Dozens of prominent liberal New York City rabbis are demanding that 2013 mayoral frontrunner Christine Quinn approve a bill that would require city businesses to provide employees with paid sick days.
Members of the City Council overwhelmingly support the bill, as do a handful of other potential mayoral candidates. Quinn, however, the speaker of the City Council, opposes the legislation, and has so far blocked it from coming to a vote.
The Democratic mayoral primary is nine months away, and the city’s well-heeled liberal Jewish constituency is still without an obvious candidate.
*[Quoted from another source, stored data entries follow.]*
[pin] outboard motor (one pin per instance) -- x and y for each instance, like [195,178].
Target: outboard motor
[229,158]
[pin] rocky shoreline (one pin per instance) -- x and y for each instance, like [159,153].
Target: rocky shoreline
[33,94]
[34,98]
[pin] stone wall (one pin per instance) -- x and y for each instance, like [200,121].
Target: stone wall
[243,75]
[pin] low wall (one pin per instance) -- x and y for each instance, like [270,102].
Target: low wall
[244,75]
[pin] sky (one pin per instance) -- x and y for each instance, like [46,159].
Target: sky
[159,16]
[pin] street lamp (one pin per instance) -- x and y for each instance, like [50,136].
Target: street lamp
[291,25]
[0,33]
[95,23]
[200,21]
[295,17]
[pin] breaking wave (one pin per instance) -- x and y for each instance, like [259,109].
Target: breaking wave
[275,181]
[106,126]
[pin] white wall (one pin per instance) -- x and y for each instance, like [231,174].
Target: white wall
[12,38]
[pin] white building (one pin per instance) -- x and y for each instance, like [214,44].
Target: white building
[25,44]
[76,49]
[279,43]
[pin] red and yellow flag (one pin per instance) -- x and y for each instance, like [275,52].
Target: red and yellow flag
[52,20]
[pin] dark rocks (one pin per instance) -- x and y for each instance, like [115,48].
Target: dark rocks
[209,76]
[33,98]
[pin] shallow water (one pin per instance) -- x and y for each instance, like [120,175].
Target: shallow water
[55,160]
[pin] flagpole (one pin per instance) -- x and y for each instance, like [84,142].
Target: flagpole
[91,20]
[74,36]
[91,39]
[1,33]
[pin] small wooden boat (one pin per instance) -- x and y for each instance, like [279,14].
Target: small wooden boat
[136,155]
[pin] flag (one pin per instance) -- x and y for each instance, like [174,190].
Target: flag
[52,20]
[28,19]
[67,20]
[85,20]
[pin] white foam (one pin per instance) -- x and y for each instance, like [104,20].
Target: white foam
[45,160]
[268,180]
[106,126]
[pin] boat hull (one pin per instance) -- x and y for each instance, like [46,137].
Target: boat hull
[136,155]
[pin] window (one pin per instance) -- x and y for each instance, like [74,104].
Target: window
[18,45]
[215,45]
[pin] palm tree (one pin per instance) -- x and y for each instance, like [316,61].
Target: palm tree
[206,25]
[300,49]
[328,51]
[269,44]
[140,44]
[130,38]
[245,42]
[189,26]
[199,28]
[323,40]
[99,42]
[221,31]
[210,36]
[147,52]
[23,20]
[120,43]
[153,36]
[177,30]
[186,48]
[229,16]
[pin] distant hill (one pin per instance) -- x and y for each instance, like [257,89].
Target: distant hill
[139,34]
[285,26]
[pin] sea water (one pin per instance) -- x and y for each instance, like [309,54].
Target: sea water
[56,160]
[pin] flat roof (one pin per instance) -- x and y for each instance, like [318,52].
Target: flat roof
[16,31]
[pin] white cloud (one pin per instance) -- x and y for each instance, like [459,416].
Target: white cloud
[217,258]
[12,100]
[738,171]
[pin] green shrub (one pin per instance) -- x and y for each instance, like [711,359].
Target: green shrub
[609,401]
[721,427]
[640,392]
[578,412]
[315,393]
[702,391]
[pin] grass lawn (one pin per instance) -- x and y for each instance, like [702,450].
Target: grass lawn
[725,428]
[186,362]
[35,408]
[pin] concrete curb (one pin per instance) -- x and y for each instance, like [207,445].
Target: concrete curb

According to some observers, Quinn’s next move on paid sick leave could play a role in determining whether or not they wind up backing her.
“The progressive Jewish community, with its deep, longtime narrative of social justice and aggressive fairness, is in no way cemented to Speaker Quinn,” said Michael Tobman, a New York City-based political consultant.
The letter, signed by forty rabbis, asks Quinn to pass a bill called the Paid Sick Time Act, Intro 97. That bill is still being revised, but would require most New York City businesses to provide a handful of paid sick days each year.
Mayor Michael Bloomberg also opposes the measure. Supporters believe they have enough support in the City Council to override a potential mayoral veto.
Similar legislation has passed in recent years in Connecticut and San Francisco. The New York City bill was first introduced in the City Council in 2010.
Signatories to the rabbis’ letter include clergy from Central Synagogue; a large Reform congregation on the Upper East Side, from Congregation Rodef Sholom; a large Reform congregation on the Upper West Side, and from Congregation B’nai Jeshurun, a large Conservative congregation on the Upper West Side. Jews for Racial and Economic Justice, an activist group, organized the letter.